Ascape Audio Debuts iPhone Battery Case with Built-In Wireless Earbuds

When we last checked in with Paul Schrems and the team behind Turtle Cell, the Ann Arbor, MI-based consumer electronics startup, it was the summer of 2014. After coming off a year of iteration and business-competition wins, as well as a stint in the University of Michigan’s Desai Accelerator, the company was preparing for a nationwide launch of its iPhone cases embedded with retractable earbuds.

After inking a licensing deal for the iPhone cases, the company rebranded as a new venture called Ascape Audio, a Royal Oak, MI, startup taking some of Turtle Cell’s previous ideas and transforming them for wireless applications. Ascape is in the midst of a Kickstarter campaign for the AmpPack, a battery case that fits a range of iPhones with built-in Bluetooth earbuds that charge while they’re docked. (The earbuds can also be used with any Bluetooth-enabled smartphone independent of the battery case, Ascape CEO Paul Schrems says.)

“The original idea for the AmpPack came about with Turtle Cell,” he explains. “We got a lot of feedback asking for wireless. We thought about launching under the Turtle Cell brand, but the technology hadn’t caught up to our expectations. Bluetooth chips had to get better, so we decided to wait for the technology to mature.”

That day has now come, and Schrems says the AmpPack is like nothing else on the market. Ascape’s competitors, he says, are “status quo” wireless earbuds, such as Airpods.

“Airpods are great headphones, but you have to carry a separate dock to charge them,” Schrems points out. “We’re taking that technology and putting it right on the phone. It’s the same technology, but the packaging is different.”

Schrems says as users pull their earbuds out of the AmpPack, they automatically connect with the phone to stream audio, and they automatically resume charging once re-docked.

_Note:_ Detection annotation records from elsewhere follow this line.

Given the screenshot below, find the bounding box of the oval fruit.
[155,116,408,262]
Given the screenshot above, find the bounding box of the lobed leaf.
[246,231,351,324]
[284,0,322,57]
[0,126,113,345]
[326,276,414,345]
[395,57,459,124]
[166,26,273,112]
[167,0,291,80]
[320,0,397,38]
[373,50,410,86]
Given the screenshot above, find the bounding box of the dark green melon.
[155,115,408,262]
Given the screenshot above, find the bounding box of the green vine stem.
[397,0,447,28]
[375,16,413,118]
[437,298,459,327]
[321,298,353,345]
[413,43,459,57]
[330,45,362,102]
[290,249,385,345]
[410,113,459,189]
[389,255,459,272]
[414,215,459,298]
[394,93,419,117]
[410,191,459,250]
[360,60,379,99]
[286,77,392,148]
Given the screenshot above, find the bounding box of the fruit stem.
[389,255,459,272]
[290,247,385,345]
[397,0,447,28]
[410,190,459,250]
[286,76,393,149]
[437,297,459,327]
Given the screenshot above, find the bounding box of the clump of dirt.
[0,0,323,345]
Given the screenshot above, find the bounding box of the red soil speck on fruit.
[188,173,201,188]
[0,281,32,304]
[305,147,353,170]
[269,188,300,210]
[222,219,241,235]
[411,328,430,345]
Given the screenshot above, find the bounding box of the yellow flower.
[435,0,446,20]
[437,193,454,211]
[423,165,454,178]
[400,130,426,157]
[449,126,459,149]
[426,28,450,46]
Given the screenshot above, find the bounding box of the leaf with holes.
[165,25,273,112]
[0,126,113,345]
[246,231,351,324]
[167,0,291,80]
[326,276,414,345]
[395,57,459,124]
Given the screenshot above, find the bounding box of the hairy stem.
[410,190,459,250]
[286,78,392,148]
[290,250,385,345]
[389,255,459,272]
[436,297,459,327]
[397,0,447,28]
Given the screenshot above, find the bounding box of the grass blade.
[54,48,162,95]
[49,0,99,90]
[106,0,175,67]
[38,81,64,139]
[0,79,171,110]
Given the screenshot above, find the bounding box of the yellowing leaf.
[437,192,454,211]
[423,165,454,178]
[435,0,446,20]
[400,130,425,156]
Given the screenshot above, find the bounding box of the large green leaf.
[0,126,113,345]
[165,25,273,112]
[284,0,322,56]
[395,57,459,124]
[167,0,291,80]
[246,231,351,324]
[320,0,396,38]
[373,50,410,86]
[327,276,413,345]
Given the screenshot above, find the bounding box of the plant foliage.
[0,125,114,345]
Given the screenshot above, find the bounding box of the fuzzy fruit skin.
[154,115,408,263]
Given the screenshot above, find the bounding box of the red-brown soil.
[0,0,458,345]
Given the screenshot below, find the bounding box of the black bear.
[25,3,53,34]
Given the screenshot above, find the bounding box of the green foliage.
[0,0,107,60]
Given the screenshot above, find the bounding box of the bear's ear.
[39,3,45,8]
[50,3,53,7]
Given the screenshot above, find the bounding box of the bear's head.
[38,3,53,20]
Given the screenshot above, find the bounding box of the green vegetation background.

There’s no app interface required, though the company may build one in the future. Ascape is still figuring out what the retail price will be, but he expects it to be between $199 and $249.

Schrems says Ascape hasn’t needed to seek investment capital, and he doesn’t think it will be necessary to deliver to its Kickstarter backers. Scaling into global retail, he says, is “another ballgame.” For that, Ascape will look to raise a $1 million Series A round late this year, he adds.